BHL’s shared vision began in 2006 among a small community of passionate librarians, technologists, and biodiversity researchers. Uniting as a consortium, BHL received grant funding to build and launch its digital library. BHL partners received additional grant funding for further technical development and targeted digitization projects. When initial grant funding ended in 2012, BHL established an annual dues model for its Members and Affiliates to help support central BHL operating expenses and technical development. This dues model continues today, along with in-kind contributions of staff time from Members and Affiliates. Significant funding is also provided by the Smithsonian in the form of an annual U.S. federal allocation, endowment funds, and SLA cost subvention, to host the technical infrastructure and Secretariat staff. BHL also relies on user donations to support its program.

Though BHL has diversified funding streams over the years, it relies heavily on a few key institutions to cover operating costs. Though these institutions have overarching open access, research, and sustainability goals, priorities and resources to achieve these goals shift over time.
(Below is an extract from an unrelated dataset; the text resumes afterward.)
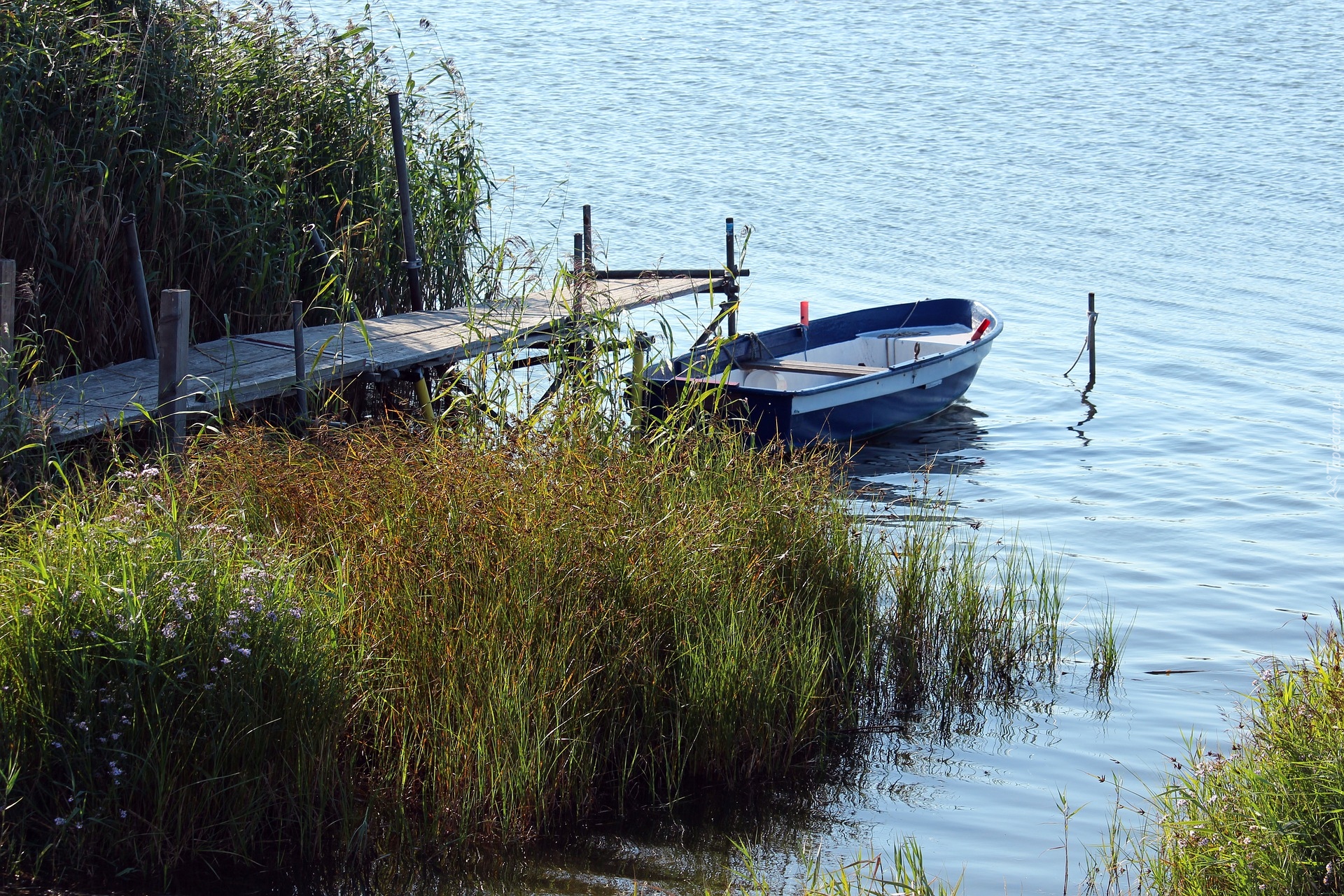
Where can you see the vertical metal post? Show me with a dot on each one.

Without long-term commitments, institutions may choose to prioritize new projects over established programs. Many BHL contributors have experienced funding loss for digitization projects, reducing the rate at which new content is added to BHL. Further loss of funding for central staff and technical infrastructure would reduce BHL from a data-rich technology project to an unsupported and deprecated platform. Without a long-term commitment to maintain and improve the technical infrastructure, BHL’s termination would result in countless broken links from biodiversity databases, library catalogs, Wikidata, and other aggregators across the web; detrimental impact on existing third-party projects relying on BHL citation and species data; and the elimination of more equitable and free access to biodiversity knowledge.

To continue its mission, BHL must increase and improve its data integration with the wider biodiversity infrastructure and secure a sustainable future. Securing that future will require external expertise to diversify funding sources, re-engage support from existing partners, and identify new stakeholders for support. During the founding discussions of BHL, stakeholders agreed that the only way to do biodiversity science globally is through collaboration. One institution could not lead alone. Going forward, this imperative must also include collaborative funding models. Partnering with initiatives such as the Global Biodata Coalition (GBC) can lead to a stronger and more resilient biodiversity infrastructure. With ongoing collaboration, innovation, and an unwavering commitment to open access, BHL will continue to transform research on a global scale and provide researchers with the tools they need to study, explore, and conserve life on Earth.


financial sustainability, data resources, data aggregators, sustainable funding, biodiversity infrastructure, collaboration, strategic partnerships, digitization, literature, taxonomic databases, biodiversity data

Presenting author

David Iggulden

Presented at

TDWG 2023

Conflicts of interest

The authors have declared that no competing interests exist.